Since you're using the LGPL, I suggest you follow the GNU project's recommendations: your copyright notices should look like
Copyright © 2013, 2014, 2015, 2016 cannatag
and you should simply update them all at the start of every year, assuming you're publishing every year (if your source code is publicly available during development, that could be construed as counting as publication). The GPL howto clarifies this:
Whichever license you plan to use, the process involves adding two elements to each source file of your program: a copyright notice (such as “Copyright 1999 Terry Jones”), and a statement of copying permission, saying that the program is distributed under the terms of the GNU General Public License (or the Lesser GPL).

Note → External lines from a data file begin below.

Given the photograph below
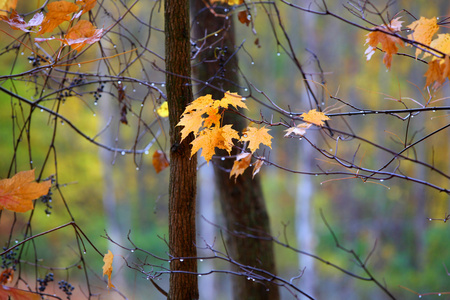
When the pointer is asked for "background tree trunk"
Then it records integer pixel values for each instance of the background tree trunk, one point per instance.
(242, 202)
(183, 168)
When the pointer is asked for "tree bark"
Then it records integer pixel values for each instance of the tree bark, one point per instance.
(242, 202)
(183, 168)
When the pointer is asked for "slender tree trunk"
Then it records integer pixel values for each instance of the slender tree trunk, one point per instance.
(242, 202)
(183, 168)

The copyright notice should include the year in which you finished preparing the release (so if you finished it in 1998 but didn't post it until 1999, use 1998). You should add the proper year for each release; for example, “Copyright 1998, 1999 Terry Jones” if some versions were finished in 1998 and some were finished in 1999. If several people helped write the code, use all their names.
If you want to play it safe and avoid any accusation of over-reaching in your copyright notices (I have no idea how much of a risk that is), you might instead want to update the years only when you make non-trivial changes to the relevant files; so you'd end up with a variety of copyright notices depending on when each file was edited:
Copyright © 2013, 2015 cannatag
Copyright © 2014, 2016 cannatag
Copyright © 2014, 2015, 2016 cannatag
Other projects have different recommendations; thus the Eclipse Foundation recommends mentioning the first and last year of publication in each file:
Copyright © 2013, 2016 cannatag
Even that is subject to interpretation, and for example in OpenDaylight we use the Eclipse form, per-file: each file has a copyright notice with the year it was created in and the last year it was updated in.
You should avoid ranges though, they don't have a definition in US copyright law at least.
Given the variety of practices out there I can't see the details actually having an impact beyond documentation; when it comes to courts, it seems to me that actual copyright is decided based on more than the notices themselves (see for example Conservancy's analysis of Christoph Hellwig's contributions to the kernel). (Of course I am not a lawyer and you should consult one if this is troubling you.)